LAS TRES MANZANAS DE ORO
No habéis oído nunca hablar de las manzanas de oro que se criaban en el jardín de las Hespérides? ¡Oh, aquéllas sí que eran manzanas! Si se encontraran iguales en los huertos de ahora, ¡ya valdrían dinero! Pero no hay en todo el mundo, supongo yo, ni un solo árbol injerto en aquel frutal maravilloso, ni queda ninguna pepita de aquellas manzanas.
Hasta en los tiempos antiguos, muy antiguos, ya casi olvidados, en que el jardín de las Hespérides no había sido invadido aún por la mala hierba, dudaba mucha gente de que pudiera haber árboles verdaderos, cuyas ramas tuvieran manzanas de oro macizo. Todos habían oído hablar de ellas, pero nadie recordaba haber visto ninguna. Sin embargo, los niños solían escuchar, boquiabiertos, los cuentos del árbol de las manzanas de oro, y se proponían descubrirle cuando llegasen a mayores. En busca de ese fruto iban los jóvenes valerosos que deseaban realizar hazañas más señaladas que sus compañeros. Muchos de ellos no volvieron jamás, y ninguno trajo las manzanas. ¡No es maravilla que les fuera imposible cogerlas! Decíase que, bajo el árbol, había un dragón de cien terribles cabezas, cincuenta de las cuales vigilaban siempre, mientras las otras cincuenta dormían.
Me parece a mí que apenas si valía la pena de correr tanto peligro por una manzana de oro macizo. Si hubieran sido manzanas dulces, jugosas, sazonadas, ya sería otra cosa. Podría haber tenido entonces algún sentido el tratar de cogerlas, a pesar del dragón de las cien cabezas.

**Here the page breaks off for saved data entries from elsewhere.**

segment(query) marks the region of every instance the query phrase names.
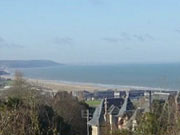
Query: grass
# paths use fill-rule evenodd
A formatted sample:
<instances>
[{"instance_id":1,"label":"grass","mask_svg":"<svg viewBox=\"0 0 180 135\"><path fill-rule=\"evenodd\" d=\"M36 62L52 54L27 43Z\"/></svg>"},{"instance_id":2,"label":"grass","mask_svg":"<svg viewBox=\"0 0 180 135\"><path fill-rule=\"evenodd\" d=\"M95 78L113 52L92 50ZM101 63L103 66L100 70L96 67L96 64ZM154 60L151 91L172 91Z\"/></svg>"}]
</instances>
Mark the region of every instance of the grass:
<instances>
[{"instance_id":1,"label":"grass","mask_svg":"<svg viewBox=\"0 0 180 135\"><path fill-rule=\"evenodd\" d=\"M6 84L11 86L11 85L13 84L13 81L12 81L12 80L8 80L8 81L6 82Z\"/></svg>"},{"instance_id":2,"label":"grass","mask_svg":"<svg viewBox=\"0 0 180 135\"><path fill-rule=\"evenodd\" d=\"M89 106L97 107L101 103L101 100L89 100L89 101L86 101L86 103Z\"/></svg>"}]
</instances>

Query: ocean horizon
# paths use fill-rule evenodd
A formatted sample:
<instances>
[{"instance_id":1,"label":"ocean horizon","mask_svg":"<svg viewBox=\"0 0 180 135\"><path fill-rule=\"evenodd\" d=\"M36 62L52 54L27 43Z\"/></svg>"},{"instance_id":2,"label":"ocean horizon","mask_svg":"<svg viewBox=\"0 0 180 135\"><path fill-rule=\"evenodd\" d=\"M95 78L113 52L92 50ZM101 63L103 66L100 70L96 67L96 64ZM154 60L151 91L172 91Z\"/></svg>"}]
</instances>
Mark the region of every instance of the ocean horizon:
<instances>
[{"instance_id":1,"label":"ocean horizon","mask_svg":"<svg viewBox=\"0 0 180 135\"><path fill-rule=\"evenodd\" d=\"M107 88L180 89L180 63L61 65L18 68L25 77L65 83L92 84Z\"/></svg>"}]
</instances>

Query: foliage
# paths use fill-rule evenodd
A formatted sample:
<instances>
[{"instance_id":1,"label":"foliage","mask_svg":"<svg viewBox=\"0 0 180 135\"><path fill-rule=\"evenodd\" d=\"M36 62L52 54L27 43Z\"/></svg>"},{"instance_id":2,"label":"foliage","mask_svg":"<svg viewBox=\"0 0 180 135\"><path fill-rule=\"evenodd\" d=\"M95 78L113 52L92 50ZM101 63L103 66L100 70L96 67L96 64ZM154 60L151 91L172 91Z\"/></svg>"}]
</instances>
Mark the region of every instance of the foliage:
<instances>
[{"instance_id":1,"label":"foliage","mask_svg":"<svg viewBox=\"0 0 180 135\"><path fill-rule=\"evenodd\" d=\"M178 135L179 109L174 96L168 101L154 100L152 112L145 113L138 122L137 135Z\"/></svg>"},{"instance_id":2,"label":"foliage","mask_svg":"<svg viewBox=\"0 0 180 135\"><path fill-rule=\"evenodd\" d=\"M70 125L64 122L64 119L57 115L53 108L47 105L39 106L39 127L41 134L69 134Z\"/></svg>"},{"instance_id":3,"label":"foliage","mask_svg":"<svg viewBox=\"0 0 180 135\"><path fill-rule=\"evenodd\" d=\"M133 135L133 132L126 129L122 129L112 132L111 135Z\"/></svg>"},{"instance_id":4,"label":"foliage","mask_svg":"<svg viewBox=\"0 0 180 135\"><path fill-rule=\"evenodd\" d=\"M16 72L13 87L1 96L0 135L84 135L81 110L87 108L67 92L42 94Z\"/></svg>"},{"instance_id":5,"label":"foliage","mask_svg":"<svg viewBox=\"0 0 180 135\"><path fill-rule=\"evenodd\" d=\"M87 109L87 105L79 102L77 98L67 92L59 92L53 98L52 106L57 114L71 125L72 135L86 134L86 119L82 118L81 113L82 110Z\"/></svg>"},{"instance_id":6,"label":"foliage","mask_svg":"<svg viewBox=\"0 0 180 135\"><path fill-rule=\"evenodd\" d=\"M158 132L158 122L153 113L146 113L137 129L138 135L155 135Z\"/></svg>"}]
</instances>

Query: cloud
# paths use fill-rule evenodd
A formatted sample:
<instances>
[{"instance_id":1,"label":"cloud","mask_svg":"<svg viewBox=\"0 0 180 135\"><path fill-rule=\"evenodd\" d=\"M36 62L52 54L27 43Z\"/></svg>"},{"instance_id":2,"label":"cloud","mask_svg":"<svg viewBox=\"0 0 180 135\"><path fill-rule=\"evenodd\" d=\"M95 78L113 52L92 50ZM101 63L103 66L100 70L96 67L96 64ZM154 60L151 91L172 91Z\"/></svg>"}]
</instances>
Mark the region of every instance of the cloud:
<instances>
[{"instance_id":1,"label":"cloud","mask_svg":"<svg viewBox=\"0 0 180 135\"><path fill-rule=\"evenodd\" d=\"M151 36L150 34L134 34L133 35L134 38L138 41L144 42L146 40L155 40L155 38L153 36Z\"/></svg>"},{"instance_id":2,"label":"cloud","mask_svg":"<svg viewBox=\"0 0 180 135\"><path fill-rule=\"evenodd\" d=\"M118 38L103 38L104 41L107 41L107 42L110 42L110 43L118 43L119 42L119 39Z\"/></svg>"},{"instance_id":3,"label":"cloud","mask_svg":"<svg viewBox=\"0 0 180 135\"><path fill-rule=\"evenodd\" d=\"M137 35L137 34L135 34L135 35L133 35L133 37L134 37L135 39L137 39L138 41L141 41L141 42L144 42L144 41L145 41L145 38L144 38L144 36L142 36L142 35Z\"/></svg>"},{"instance_id":4,"label":"cloud","mask_svg":"<svg viewBox=\"0 0 180 135\"><path fill-rule=\"evenodd\" d=\"M130 41L131 36L128 33L123 32L119 37L105 37L103 40L109 43L118 43L120 41Z\"/></svg>"},{"instance_id":5,"label":"cloud","mask_svg":"<svg viewBox=\"0 0 180 135\"><path fill-rule=\"evenodd\" d=\"M16 44L16 43L10 43L7 40L5 40L3 37L0 37L0 47L6 47L6 48L23 48L22 45Z\"/></svg>"},{"instance_id":6,"label":"cloud","mask_svg":"<svg viewBox=\"0 0 180 135\"><path fill-rule=\"evenodd\" d=\"M144 42L146 40L154 40L155 38L151 36L150 34L128 34L126 32L123 32L120 34L120 36L117 37L105 37L103 38L104 41L109 43L118 43L118 42L127 42L127 41L139 41Z\"/></svg>"},{"instance_id":7,"label":"cloud","mask_svg":"<svg viewBox=\"0 0 180 135\"><path fill-rule=\"evenodd\" d=\"M145 36L146 39L155 40L155 38L150 34L146 33L144 36Z\"/></svg>"},{"instance_id":8,"label":"cloud","mask_svg":"<svg viewBox=\"0 0 180 135\"><path fill-rule=\"evenodd\" d=\"M130 40L132 40L132 37L130 34L123 32L123 33L121 33L120 39L123 41L130 41Z\"/></svg>"},{"instance_id":9,"label":"cloud","mask_svg":"<svg viewBox=\"0 0 180 135\"><path fill-rule=\"evenodd\" d=\"M4 39L3 39L2 37L0 37L0 43L1 43L1 42L4 42Z\"/></svg>"},{"instance_id":10,"label":"cloud","mask_svg":"<svg viewBox=\"0 0 180 135\"><path fill-rule=\"evenodd\" d=\"M176 29L176 32L180 34L180 29Z\"/></svg>"},{"instance_id":11,"label":"cloud","mask_svg":"<svg viewBox=\"0 0 180 135\"><path fill-rule=\"evenodd\" d=\"M70 37L56 37L54 39L54 43L57 45L71 45L73 43L73 39Z\"/></svg>"}]
</instances>

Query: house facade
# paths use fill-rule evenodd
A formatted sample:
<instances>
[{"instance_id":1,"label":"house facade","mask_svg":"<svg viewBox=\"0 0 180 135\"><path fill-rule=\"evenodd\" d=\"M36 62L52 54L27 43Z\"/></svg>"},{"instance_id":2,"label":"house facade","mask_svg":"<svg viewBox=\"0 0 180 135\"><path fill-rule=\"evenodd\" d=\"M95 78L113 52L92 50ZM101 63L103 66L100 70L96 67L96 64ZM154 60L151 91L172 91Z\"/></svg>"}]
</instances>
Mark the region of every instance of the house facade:
<instances>
[{"instance_id":1,"label":"house facade","mask_svg":"<svg viewBox=\"0 0 180 135\"><path fill-rule=\"evenodd\" d=\"M96 108L93 118L88 122L91 127L91 135L101 135L105 129L112 131L133 127L136 125L135 114L136 111L128 93L125 98L105 98Z\"/></svg>"}]
</instances>

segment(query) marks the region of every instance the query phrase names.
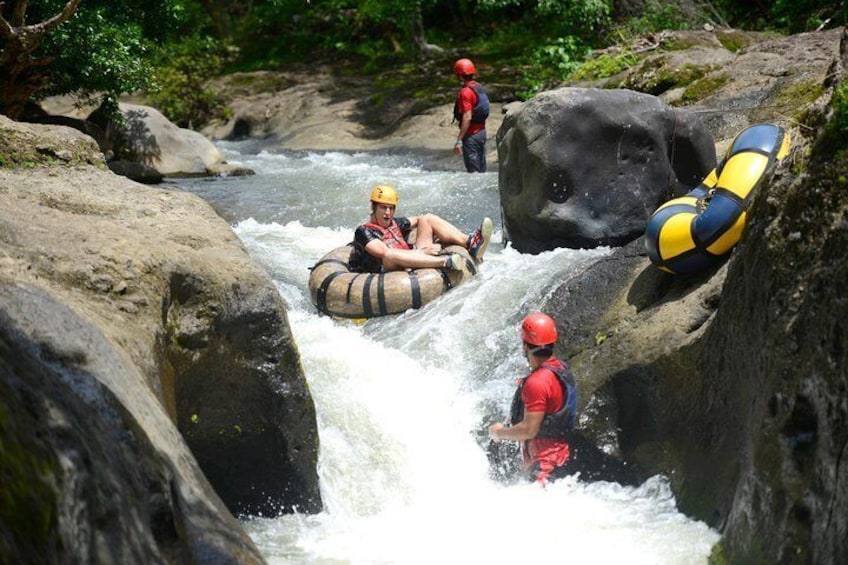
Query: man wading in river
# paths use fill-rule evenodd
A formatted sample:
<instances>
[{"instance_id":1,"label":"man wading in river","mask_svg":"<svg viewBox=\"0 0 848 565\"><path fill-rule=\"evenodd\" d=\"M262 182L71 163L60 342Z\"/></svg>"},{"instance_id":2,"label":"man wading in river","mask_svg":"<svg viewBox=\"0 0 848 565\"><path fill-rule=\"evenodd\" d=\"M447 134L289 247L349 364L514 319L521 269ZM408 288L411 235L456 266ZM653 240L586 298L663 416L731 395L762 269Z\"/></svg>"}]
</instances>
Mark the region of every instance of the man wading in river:
<instances>
[{"instance_id":1,"label":"man wading in river","mask_svg":"<svg viewBox=\"0 0 848 565\"><path fill-rule=\"evenodd\" d=\"M509 425L489 426L489 437L520 441L527 478L544 485L567 474L570 448L565 438L574 427L577 387L568 365L554 356L553 318L530 314L521 322L521 339L531 372L518 382Z\"/></svg>"},{"instance_id":2,"label":"man wading in river","mask_svg":"<svg viewBox=\"0 0 848 565\"><path fill-rule=\"evenodd\" d=\"M480 227L464 234L447 220L435 214L395 217L398 194L391 186L381 184L371 191L371 217L356 228L353 236L351 269L381 273L402 269L449 268L467 270L465 259L458 253L440 255L442 245L460 245L480 262L492 236L492 220L484 218ZM415 244L409 235L417 229Z\"/></svg>"},{"instance_id":3,"label":"man wading in river","mask_svg":"<svg viewBox=\"0 0 848 565\"><path fill-rule=\"evenodd\" d=\"M459 134L453 150L462 154L469 173L486 172L486 118L489 117L489 97L486 89L474 80L477 69L470 59L459 59L453 72L462 81L456 94L453 118L459 123Z\"/></svg>"}]
</instances>

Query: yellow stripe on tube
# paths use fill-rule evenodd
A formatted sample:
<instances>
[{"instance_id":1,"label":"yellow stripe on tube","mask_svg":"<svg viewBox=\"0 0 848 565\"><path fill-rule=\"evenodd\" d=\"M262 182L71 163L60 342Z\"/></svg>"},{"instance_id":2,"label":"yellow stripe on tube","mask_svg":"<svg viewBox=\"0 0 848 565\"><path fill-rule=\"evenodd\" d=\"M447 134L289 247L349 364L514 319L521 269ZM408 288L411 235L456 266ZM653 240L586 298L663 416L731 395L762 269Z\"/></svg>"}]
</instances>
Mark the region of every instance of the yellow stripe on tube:
<instances>
[{"instance_id":1,"label":"yellow stripe on tube","mask_svg":"<svg viewBox=\"0 0 848 565\"><path fill-rule=\"evenodd\" d=\"M742 237L742 229L745 227L745 218L747 218L747 216L748 214L742 212L742 214L736 218L736 223L721 234L721 237L715 240L712 245L707 247L707 251L713 255L724 255L730 251L730 249L736 245Z\"/></svg>"},{"instance_id":2,"label":"yellow stripe on tube","mask_svg":"<svg viewBox=\"0 0 848 565\"><path fill-rule=\"evenodd\" d=\"M747 198L759 183L768 162L765 155L750 151L734 155L721 170L718 185L739 198Z\"/></svg>"},{"instance_id":3,"label":"yellow stripe on tube","mask_svg":"<svg viewBox=\"0 0 848 565\"><path fill-rule=\"evenodd\" d=\"M663 259L677 257L695 248L690 226L696 214L681 212L670 217L663 225L659 237L659 252Z\"/></svg>"},{"instance_id":4,"label":"yellow stripe on tube","mask_svg":"<svg viewBox=\"0 0 848 565\"><path fill-rule=\"evenodd\" d=\"M706 185L709 188L713 188L716 184L718 184L718 175L716 175L716 170L713 169L710 171L710 174L707 175L707 178L701 181L701 184Z\"/></svg>"}]
</instances>

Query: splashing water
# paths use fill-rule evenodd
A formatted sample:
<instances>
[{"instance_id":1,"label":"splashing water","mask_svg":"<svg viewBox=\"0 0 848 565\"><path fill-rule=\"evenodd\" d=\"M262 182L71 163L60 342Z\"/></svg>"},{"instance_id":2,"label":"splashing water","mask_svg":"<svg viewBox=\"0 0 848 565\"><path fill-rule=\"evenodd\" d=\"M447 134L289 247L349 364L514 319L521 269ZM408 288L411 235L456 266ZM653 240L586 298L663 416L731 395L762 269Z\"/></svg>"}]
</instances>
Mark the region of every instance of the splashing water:
<instances>
[{"instance_id":1,"label":"splashing water","mask_svg":"<svg viewBox=\"0 0 848 565\"><path fill-rule=\"evenodd\" d=\"M479 437L485 407L505 415L527 372L519 321L608 249L530 256L499 244L496 173L427 171L409 155L222 149L258 174L180 184L234 224L277 284L321 440L325 511L244 520L270 563L706 563L719 536L677 511L663 477L489 479ZM465 231L495 219L480 273L417 311L364 325L319 316L309 267L352 239L378 183L398 187L398 215L432 212Z\"/></svg>"}]
</instances>

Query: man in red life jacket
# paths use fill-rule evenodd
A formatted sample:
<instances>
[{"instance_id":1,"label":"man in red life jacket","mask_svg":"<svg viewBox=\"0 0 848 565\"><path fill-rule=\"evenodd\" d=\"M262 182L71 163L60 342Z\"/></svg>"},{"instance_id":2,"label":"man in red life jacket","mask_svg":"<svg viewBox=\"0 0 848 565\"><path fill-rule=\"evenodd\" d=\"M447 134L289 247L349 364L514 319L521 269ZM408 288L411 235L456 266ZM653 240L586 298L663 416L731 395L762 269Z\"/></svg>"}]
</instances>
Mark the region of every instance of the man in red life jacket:
<instances>
[{"instance_id":1,"label":"man in red life jacket","mask_svg":"<svg viewBox=\"0 0 848 565\"><path fill-rule=\"evenodd\" d=\"M570 456L566 437L574 427L577 389L568 365L553 354L557 340L553 318L530 314L521 323L521 338L532 370L518 381L509 425L489 426L489 437L520 441L524 472L544 485L566 474Z\"/></svg>"},{"instance_id":2,"label":"man in red life jacket","mask_svg":"<svg viewBox=\"0 0 848 565\"><path fill-rule=\"evenodd\" d=\"M483 85L474 80L477 69L470 59L459 59L453 65L453 72L462 81L453 106L453 118L459 123L459 135L453 150L457 155L462 154L466 171L485 173L489 96Z\"/></svg>"},{"instance_id":3,"label":"man in red life jacket","mask_svg":"<svg viewBox=\"0 0 848 565\"><path fill-rule=\"evenodd\" d=\"M442 245L461 245L475 260L482 261L492 235L492 220L484 218L476 231L464 234L435 214L395 217L397 203L397 191L391 186L381 184L371 191L371 217L356 228L353 237L353 270L381 273L420 268L465 269L465 260L459 254L440 254ZM408 241L413 229L417 229L414 245Z\"/></svg>"}]
</instances>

Pero, como os he dicho, era cosa muy corriente entre los jóvenes, cuando se cansaban del exceso de paz y descanso, ir en busca del jardín de las Hespérides. Y una vez fué emprendida la aventura por un héroe que había disfrutado de bien poca paz y descanso desde que vino al mundo. En el tiempo de que os voy a hablar, vagaba por la apacible tierra de Italia con una pesada maza en la mano y un arco y una aljaba pendientes de los hombros. Iba envuelto en la piel del león más grande y más fiero de aquellos bosques, que él mismo había matado, y aunque en el fondo era bueno y generoso y noble, tenía en su corazón mucho de la fiereza del león. Mientras caminaba, iba constantemente preguntando cuál era el camino más derecho para llegar al famoso jardín; pero nadie sabía palabra de ello, y muchos se hubiesen reído de la pregunta, si el forastero no hubiera llevado una maza tan enorme.
Así fué andando, andando, preguntando siempre lo mismo, hasta que al fin llegó a la orilla de un río, en donde unas cuantas jóvenes hermosísimas estaban tejiendo guirnaldas de flores.